The recent Omnicom-Publicis merger talks have sparked an intriguing debate: does one’s scale of data and transactions translate into a buying power advantage in digital media? This was certainly the initial take offered by many, such as David Bank, an analyst with RBC Capital Markets who was quoted in the Wall Street Journal article announcing the merger:
“The bigger an ad agency is, the more likely they are to have more access to consumer data and data around the pricing of online ad impressions,” which helps them get the best price when buying from “digital behemoths like Google and Facebook.”
“I think it’s a total misdirection to think that you can leverage the scale and advantages of big data if you’re bigger. Quite the opposite…Most of [Google et. al.’s] media is auction-based. The fact that you buy more doesn’t let you get a better price.”
So, which is it? Do more data and buying scale translate into a buying power advantage in auction-based digital media or not?
Of course, the answer is not so simple. First, let’s acknowledge that Dave Morgan has a point: the auction systems employed by Google and others are cleverly designed to encourage bidders to issue bids as close as possible to the “true value” they assign to the media they seek: both overbidding and underbidding are suboptimal strategies in a Google-style auction. Buying volume seems to offer no direct leverage when impressions are bid on one-at-a-time. This is one of the wonders of real-time bidding: in principle, it maximizes value for all parties, regardless of scale.
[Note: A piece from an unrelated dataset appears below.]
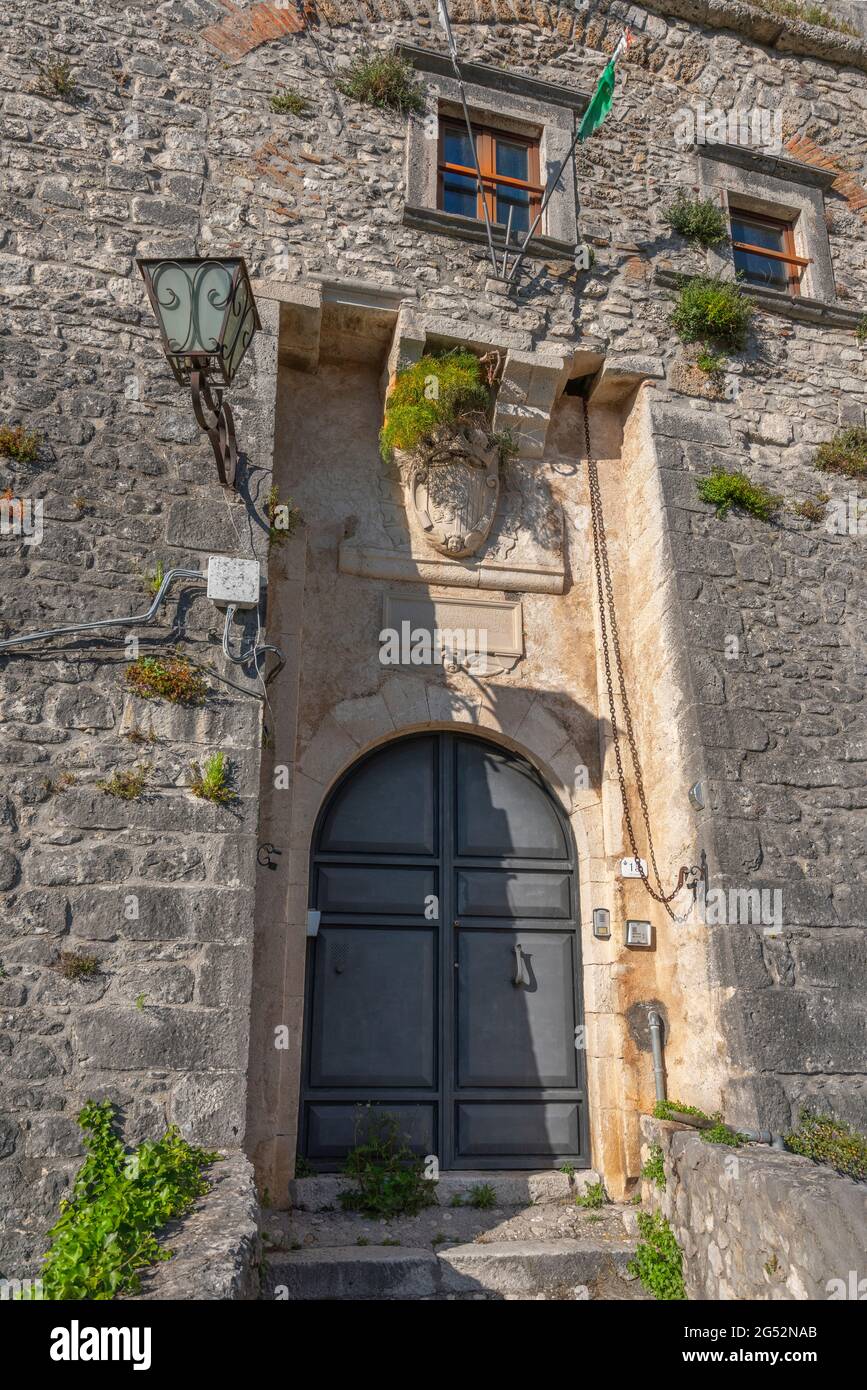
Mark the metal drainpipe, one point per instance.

So are there really no advantages to scale in programmatic media? Putting collusion aside, the more historical information you have about marketplace conditions based on aggregate observations, the better you can predict both what an impression’s true value will be relative to underlying marketing objectives, and where relevant market prices are likely headed, leading to superior bidding strategies. This kind of advantage comes not just from data, but also from technology that enables one to capture and analyze large volumes of trading information in near real-time. Such techniques may not necessarily lower prices, but they will result in better value.
There’s also the obvious observation that not all digital media is sold at auction: much more revenue still flows through direct channels, where data and volume continue to deliver negotiating leverage. As approaches like programmatic premium continue to make inroads, these advantages will continue to grow in significance.
So, in conclusion, when it comes to data-driven media operations, size does matter. Naturally, so does expertise. Consider both when evaluating options for data-driven marketing.